Отчаяние (Набоков) - страница 6

«В настоящее время ничем помочь тебе не могу, – ответил я холодно, – но дай мне свой адрес». Я вынул записную книжку и серебряный карандаш.

Он усмехнулся: «Не могу сказать, чтобы у меня сейчас была вилла. Лучше спать на сеновале, чем в лесу, но лучше спать в лесу, чем на скамейке».

«А все-таки, – сказал я, – где, в случае чего, можно тебя найти?»

Он подумал и ответил: «Осенью я, наверное, буду в той деревне, где работал прошлой осенью. Вот на тамошний почтамт и адресуйте. Неподалеку от Тарница. Дайте запишу».

Его имя оказалось: Феликс, что значит «счастливый». Фамилию, читатель, тебе знать незачем. Почерк неуклюжий, скрипящий на поворотах. Писал он левой рукой.

Мне было пора уходить. Я дал ему десять крон. Снисходительно осклабясь, он протянул мне руку, оставаясь при этом в полулежачем положении.

Я быстро пошел к шоссе. Обернувшись, я увидел его темную, долговязую фигуру среди кустов: он лежал на спине, перекинув ногу на ногу и подложив под темя руки. Я почувствовал вдруг, что ослабел, прямо изнемог, кружилась голова, как после долгой и мерзкой оргии. Меня сладко и мутно волновало, что он так хладнокровно, будто невзначай, в рассеянии, прикарманил серебряный карандаш. Шагая по обочине, я время от времени прикрывал глаза и едва не попал в канаву.

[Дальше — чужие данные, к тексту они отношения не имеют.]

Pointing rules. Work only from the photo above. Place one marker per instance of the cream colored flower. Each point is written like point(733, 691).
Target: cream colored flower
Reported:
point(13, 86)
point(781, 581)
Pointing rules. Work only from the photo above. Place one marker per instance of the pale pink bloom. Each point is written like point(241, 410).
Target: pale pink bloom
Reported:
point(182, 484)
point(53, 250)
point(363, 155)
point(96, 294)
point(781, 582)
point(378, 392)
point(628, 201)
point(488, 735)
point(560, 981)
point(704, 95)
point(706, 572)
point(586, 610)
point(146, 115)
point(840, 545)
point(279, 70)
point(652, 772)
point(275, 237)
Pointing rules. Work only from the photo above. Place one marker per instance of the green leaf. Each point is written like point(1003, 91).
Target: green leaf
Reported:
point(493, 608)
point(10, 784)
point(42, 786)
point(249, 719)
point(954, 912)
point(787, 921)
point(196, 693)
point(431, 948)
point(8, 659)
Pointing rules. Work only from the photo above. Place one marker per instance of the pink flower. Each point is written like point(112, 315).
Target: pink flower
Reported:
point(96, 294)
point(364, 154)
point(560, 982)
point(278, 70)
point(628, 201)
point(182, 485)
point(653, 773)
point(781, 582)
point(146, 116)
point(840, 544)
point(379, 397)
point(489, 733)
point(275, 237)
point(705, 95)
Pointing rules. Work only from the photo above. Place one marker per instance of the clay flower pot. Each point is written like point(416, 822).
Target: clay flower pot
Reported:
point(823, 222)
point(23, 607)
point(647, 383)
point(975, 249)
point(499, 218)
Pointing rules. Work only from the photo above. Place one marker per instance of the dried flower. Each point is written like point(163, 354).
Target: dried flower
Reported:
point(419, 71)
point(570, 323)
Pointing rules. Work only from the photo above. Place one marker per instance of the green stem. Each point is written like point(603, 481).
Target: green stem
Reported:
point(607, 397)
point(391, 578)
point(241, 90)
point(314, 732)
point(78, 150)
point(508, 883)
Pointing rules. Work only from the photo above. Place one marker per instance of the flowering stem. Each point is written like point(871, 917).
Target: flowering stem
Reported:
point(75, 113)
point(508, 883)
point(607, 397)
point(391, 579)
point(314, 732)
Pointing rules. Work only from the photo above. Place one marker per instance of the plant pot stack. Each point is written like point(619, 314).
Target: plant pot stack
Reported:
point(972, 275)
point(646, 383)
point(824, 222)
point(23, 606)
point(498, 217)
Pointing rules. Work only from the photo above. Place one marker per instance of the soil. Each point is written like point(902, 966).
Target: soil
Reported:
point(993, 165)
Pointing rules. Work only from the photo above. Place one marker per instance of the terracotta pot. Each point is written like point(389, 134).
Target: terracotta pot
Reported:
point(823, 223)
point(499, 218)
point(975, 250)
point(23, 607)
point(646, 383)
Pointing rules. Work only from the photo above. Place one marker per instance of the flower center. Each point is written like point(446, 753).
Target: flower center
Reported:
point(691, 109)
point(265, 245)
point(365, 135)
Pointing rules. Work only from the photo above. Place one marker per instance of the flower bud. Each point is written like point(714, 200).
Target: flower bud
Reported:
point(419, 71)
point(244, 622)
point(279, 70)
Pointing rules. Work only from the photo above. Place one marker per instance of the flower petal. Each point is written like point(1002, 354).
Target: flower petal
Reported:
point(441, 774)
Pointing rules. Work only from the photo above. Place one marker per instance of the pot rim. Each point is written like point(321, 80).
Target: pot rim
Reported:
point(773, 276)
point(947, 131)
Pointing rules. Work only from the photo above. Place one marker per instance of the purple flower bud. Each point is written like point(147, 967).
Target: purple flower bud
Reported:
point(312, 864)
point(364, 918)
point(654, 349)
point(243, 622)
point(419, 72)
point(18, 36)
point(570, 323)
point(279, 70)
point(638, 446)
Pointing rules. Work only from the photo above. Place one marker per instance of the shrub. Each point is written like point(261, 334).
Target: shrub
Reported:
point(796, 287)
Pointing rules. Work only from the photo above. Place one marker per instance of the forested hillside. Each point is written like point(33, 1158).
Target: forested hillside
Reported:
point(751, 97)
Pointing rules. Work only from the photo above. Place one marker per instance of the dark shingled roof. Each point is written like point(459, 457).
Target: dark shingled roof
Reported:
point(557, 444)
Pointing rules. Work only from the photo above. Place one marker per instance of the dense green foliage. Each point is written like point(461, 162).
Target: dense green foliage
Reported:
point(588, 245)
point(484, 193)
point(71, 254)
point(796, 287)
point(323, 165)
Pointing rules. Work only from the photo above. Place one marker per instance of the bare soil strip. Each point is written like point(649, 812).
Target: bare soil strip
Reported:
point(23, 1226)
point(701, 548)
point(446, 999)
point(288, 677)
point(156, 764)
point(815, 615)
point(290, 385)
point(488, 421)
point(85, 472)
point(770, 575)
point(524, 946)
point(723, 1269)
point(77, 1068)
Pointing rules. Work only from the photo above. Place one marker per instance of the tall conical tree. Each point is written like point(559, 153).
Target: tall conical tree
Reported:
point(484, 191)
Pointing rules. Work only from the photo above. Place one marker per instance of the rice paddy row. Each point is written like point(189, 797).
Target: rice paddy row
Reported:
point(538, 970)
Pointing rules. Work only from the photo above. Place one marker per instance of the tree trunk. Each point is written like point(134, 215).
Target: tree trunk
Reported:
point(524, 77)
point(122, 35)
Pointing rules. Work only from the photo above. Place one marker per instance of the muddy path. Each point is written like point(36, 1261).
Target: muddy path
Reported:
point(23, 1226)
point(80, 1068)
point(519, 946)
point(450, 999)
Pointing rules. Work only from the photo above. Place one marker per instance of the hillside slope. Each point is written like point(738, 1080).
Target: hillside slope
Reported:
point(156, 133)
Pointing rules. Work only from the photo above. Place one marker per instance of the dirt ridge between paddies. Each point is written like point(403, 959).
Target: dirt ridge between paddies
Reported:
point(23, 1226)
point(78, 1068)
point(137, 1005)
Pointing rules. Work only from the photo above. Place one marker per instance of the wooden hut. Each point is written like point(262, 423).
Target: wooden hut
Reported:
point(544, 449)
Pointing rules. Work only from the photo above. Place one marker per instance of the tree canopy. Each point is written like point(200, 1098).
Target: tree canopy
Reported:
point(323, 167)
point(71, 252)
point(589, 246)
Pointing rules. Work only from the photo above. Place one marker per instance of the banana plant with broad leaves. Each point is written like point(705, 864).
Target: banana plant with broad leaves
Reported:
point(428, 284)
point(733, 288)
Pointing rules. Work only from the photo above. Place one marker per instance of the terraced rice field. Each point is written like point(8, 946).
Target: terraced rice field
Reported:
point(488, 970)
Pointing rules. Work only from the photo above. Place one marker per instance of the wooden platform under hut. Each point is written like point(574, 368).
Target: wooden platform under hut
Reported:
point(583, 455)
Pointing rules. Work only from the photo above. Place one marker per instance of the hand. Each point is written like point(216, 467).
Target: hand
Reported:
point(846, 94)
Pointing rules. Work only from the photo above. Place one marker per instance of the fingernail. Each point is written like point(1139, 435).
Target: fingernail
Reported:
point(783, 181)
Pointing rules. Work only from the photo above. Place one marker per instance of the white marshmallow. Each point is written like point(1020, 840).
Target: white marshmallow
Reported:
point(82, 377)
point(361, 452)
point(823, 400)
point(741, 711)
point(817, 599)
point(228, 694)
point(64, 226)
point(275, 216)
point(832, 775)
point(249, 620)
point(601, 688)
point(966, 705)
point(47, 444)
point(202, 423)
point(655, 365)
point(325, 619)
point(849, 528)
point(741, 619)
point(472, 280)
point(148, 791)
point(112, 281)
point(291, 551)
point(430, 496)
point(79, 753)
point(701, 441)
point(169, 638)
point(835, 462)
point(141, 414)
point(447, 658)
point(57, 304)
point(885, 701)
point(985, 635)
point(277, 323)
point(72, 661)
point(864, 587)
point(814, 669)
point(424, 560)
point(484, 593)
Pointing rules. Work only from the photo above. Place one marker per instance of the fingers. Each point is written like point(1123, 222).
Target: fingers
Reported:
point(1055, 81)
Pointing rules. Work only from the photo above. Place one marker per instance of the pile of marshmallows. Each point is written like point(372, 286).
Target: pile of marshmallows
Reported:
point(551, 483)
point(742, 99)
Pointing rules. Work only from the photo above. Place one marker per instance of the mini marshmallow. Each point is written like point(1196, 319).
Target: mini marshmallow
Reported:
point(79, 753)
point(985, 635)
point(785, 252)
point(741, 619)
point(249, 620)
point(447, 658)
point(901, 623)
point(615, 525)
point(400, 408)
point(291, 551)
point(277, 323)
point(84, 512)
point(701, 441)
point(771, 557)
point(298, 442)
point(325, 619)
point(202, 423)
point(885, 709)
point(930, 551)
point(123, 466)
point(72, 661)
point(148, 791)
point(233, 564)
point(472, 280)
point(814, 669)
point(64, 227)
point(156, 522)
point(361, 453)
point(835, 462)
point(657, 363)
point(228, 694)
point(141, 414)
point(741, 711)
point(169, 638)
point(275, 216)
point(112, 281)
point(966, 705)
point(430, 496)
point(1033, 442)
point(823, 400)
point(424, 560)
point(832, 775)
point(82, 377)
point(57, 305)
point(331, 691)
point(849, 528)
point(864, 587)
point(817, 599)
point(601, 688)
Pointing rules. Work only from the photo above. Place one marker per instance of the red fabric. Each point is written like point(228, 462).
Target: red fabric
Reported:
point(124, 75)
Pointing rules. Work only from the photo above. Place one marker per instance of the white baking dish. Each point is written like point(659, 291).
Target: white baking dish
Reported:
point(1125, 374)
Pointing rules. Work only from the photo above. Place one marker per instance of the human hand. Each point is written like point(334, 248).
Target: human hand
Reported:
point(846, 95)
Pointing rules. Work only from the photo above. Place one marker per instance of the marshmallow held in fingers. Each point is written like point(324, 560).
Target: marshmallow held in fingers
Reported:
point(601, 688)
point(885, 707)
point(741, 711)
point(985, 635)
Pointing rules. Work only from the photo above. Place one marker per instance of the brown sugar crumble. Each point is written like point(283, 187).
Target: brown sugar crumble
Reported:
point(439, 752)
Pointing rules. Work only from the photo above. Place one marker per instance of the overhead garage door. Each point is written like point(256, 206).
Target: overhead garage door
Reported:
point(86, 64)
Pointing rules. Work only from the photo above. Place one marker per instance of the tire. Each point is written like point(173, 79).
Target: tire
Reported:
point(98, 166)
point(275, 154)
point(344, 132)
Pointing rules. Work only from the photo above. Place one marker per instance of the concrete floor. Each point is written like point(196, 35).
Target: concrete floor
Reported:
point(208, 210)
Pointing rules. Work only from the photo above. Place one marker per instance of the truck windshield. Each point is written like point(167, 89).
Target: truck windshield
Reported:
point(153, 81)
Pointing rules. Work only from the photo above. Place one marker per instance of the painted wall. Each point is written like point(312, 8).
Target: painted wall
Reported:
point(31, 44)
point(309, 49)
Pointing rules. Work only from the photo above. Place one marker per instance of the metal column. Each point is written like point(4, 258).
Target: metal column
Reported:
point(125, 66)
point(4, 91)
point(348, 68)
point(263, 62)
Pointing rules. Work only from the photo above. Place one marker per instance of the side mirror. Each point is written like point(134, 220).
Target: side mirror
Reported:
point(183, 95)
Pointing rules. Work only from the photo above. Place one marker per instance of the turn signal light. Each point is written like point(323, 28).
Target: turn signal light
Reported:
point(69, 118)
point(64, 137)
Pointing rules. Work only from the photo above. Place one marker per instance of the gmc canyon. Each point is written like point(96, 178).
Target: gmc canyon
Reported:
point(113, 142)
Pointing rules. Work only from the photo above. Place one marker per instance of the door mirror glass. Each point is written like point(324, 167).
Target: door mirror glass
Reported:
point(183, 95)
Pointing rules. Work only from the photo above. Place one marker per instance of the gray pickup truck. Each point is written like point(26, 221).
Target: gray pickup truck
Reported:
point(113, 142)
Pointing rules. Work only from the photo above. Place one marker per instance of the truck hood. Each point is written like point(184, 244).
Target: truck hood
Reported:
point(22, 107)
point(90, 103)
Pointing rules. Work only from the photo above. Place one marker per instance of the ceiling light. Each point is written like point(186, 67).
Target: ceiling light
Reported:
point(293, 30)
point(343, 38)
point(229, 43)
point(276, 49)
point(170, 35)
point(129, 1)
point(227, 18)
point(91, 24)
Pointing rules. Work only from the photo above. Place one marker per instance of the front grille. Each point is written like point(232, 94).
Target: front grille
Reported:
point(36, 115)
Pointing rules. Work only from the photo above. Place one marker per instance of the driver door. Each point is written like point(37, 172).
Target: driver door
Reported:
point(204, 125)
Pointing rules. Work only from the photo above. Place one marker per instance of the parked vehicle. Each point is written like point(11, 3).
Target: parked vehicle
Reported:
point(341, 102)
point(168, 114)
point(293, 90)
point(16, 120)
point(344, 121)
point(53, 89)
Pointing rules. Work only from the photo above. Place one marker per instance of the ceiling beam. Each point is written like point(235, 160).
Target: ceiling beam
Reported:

Потом, в конторе, среди делового разговора меня так и подмывало вдруг сообщить моему собеседнику: «Со мною случилась невероятная вещь. Представьте себе…» Но я ничего не сказал и этим создал прецедент тайны. Когда я наконец вернулся к себе в номер, то там, в ртутных тенях, обрамленный курчавой бронзой, ждал меня Феликс. С серьезным и бледным лицом он подошел ко мне вплотную. Был он теперь чисто выбрит, гладко зачесанные назад волосы, бледно-серый костюм, сиреневый галстук. Я вынул платок, он вынул платок тоже. Перемирие, переговоры…

Пыль предместья набилась мне в ноздри. Сморкаясь, я присел на край постели, продолжая смотреться в олакрез. Помню, что мелкие признаки бытия – щекотка в носу, голод, и потом рыжий вкус шницеля в ресторане – странно меня занимали, точно я искал и находил (и все-таки слегка сомневался) доказательства тому, что я – я, что я (средней руки коммерсант с замашками) действительно нахожусь в гостинице, обедаю, думаю о делах и ничего не имею общего с бродягой, валяющимся сейчас где-то за городом, под кустом. И вдруг снова у меня сжималось в груди от ощущения чуда. Ведь этот человек, особенно когда он спал, когда черты были неподвижны, являл мне мое лицо, мою маску, безупречную и чистую личину моего трупа, – я говорю «трупа» только для того, чтобы с предельной ясностью выразить мою мысль, – какую мысль? – а вот какую: у нас были тождественные черты, и в совершенном покое тождество это достигало крайней своей очевидности, – а смерть – это покой лица, художественное его совершенство; жизнь только портила мне двойника: так ветер туманит счастие Нарцисса, так входит ученик в отсутствие художника и непрошенной игрой лишних красок искажает мастером написанный портрет. И еще я думал о том, что именно мне, особенно любившему и знавшему свое лицо, было легче, чем другому, обратить внимание на двойника, – ведь не все так внимательны, ведь часто бывает, что говоришь: «Как похожи!» – о двух знакомых между собою людях, которые не подозревают о подобии своем (и стали бы отрицать его не без досады, ежели его им открыть). Возможность, однако, такого совершенного сходства, какое было между мной и Феликсом, никогда прежде мною не предполагалась. Я видел схожих братьев, соутробников, я видел в кинематографе двойников, то есть актера в двух ролях, – как и в нашем случае, наивно подчеркивалась разница общественного положения: один непременно беден, а другой состоятелен, один – бродяга в кепке, с расхристанной походкой, а другой – солидный буржуа с автомобилем, – как будто и впрямь чета схожих бродяг или чета схожих джентльменов менее поражала бы воображение. Да, я все это видал, – но сходство близнецов испорчено штампом родственности, а фильмовый актер в двух ролях никого не обманывает, ибо если он и появляется сразу в двух лицах, то чувствуешь поперек снимка линию склейки. В данном же случае не было ни анемии близнячества (кровь пошла на двоих), ни трюка иллюзиониста.